Apparently in a minority of lymphoma cases (like 5%), drinking alcohol causes pain in the lymphatic system. First: remember, something like .00003% of Americans get Hodgkin's in the first place. I don't have all the stats, if you're so damn curious google it.

Anyway, it's a rare and unusual and totally unexplained phenomenon. Really, my oncologist's face LIT UP when he found out I was one of the lucky few of the lucky few. Literally within minutes of consuming even the smallest amount of alcohol, I get pretty serious pain all up and down my back.

Turns out, hindsight being hilarious, this was actually my first symptom. Naturally I thought it was like anxiety and stress and bad posture (I have plenty of all those things and September is a rough month to work for a major university). And I only once humorously connected the pain to alcohol. At the end of the day when I am unwinding, I am also cracking open a beer -- and I figured the pain was more about stress and muscle tension and the beer was just a McGuffin or a red herring or whatever is the appropriate term. Nope, it was cancer!

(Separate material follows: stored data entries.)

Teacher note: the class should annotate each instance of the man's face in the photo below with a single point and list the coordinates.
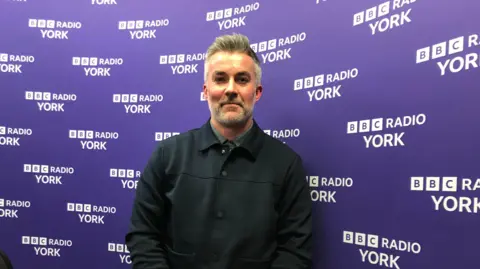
(231, 89)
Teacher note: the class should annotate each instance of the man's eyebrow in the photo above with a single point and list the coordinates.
(242, 73)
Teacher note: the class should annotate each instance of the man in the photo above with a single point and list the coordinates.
(224, 195)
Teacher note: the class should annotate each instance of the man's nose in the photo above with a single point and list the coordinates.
(231, 86)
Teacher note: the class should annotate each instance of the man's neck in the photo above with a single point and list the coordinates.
(231, 133)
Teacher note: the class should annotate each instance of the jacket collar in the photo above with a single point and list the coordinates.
(252, 142)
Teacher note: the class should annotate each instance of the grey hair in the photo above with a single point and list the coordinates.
(233, 43)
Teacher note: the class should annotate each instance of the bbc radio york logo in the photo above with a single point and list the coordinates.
(50, 102)
(9, 208)
(381, 251)
(142, 29)
(315, 84)
(95, 66)
(320, 187)
(376, 125)
(48, 174)
(11, 63)
(128, 177)
(122, 250)
(93, 140)
(46, 247)
(377, 16)
(160, 136)
(137, 103)
(10, 136)
(450, 49)
(232, 17)
(442, 189)
(277, 49)
(282, 134)
(91, 214)
(51, 29)
(182, 64)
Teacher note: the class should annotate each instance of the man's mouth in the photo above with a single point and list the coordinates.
(235, 104)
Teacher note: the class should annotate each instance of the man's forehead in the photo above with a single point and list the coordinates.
(231, 62)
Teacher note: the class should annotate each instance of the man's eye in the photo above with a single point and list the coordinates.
(243, 79)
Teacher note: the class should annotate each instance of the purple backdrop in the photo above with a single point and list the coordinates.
(379, 97)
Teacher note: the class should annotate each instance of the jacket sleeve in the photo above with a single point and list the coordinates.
(147, 230)
(294, 236)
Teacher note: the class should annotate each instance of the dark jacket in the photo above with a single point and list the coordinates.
(199, 205)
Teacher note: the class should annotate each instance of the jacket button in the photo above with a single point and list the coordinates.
(215, 257)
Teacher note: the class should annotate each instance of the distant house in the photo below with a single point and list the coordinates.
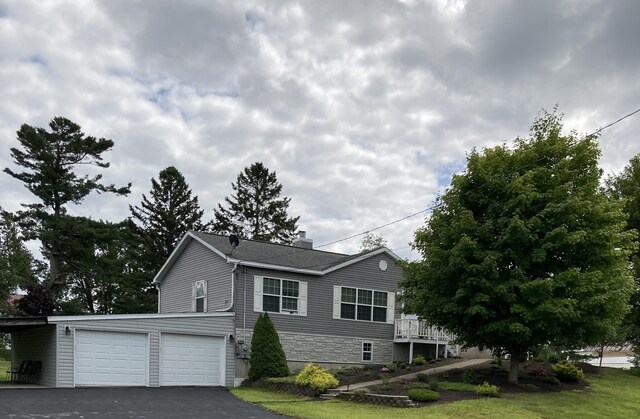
(328, 308)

Last night I tested this with some alcohol and not only did I experience the pain, but I also got a fever and felt generally cancery. Probably I should stop drinking for a while. Screw you, cancer! ::shakes fist at cancer::

Wednesday, October 26, 2011

Uncommon

"If you've got something uncommon, best to go where the uncommon is common."

That's what the weirdly supportive stranger on the phone -- Dianne from Mass General's Lymphoma Center -- said to me before hanging up. I doubt she knew that I found the sentiment so inspiring not because I need to know I am in good hands treatment-wise -- though thank the baby Jesus I am -- but because all my life I have sought out the corners where the uncommon lurks. Where else would I belong? "Go where the uncommon is common" -- now there's a motto to live by.

And I do plan on living.

Let me back up a bit. I've just today received confirmation of a tentative diagnosis that's been beating around my head for 48 hours now: Hodgkin's lymphoma. Asterix: they aren't 100% sure it's Hodgkin's, but it probably is and anyway it's definitely cancer. So that sucks.

My friend Dr. Dave sent me a link to a blog that he said might be helpful to read: the account of a girl he knows who, like me, though young and in the bloom of health, suddenly got lymphoma. And beat it, and is fine, etc. The doctors tell me that I, too, will be fine, after some shitty (but not as shitty as you hear) rounds of chemo. And while I couldn't read this other blog (yet) because knowing too much at one time overloads my anxiety, I think writing about it myself might be a good way to process. That's what I do. I write poems, mostly, which I will maayyyyvbe post here, along with some sad cancer stories that frankly I can't imagine who would want to read.

But I have been looking for something uncommon to blog about. Howsat old Chinese curse go? "May you have an interesting life." Interesting is bad enough. Uncommon is downright scary business.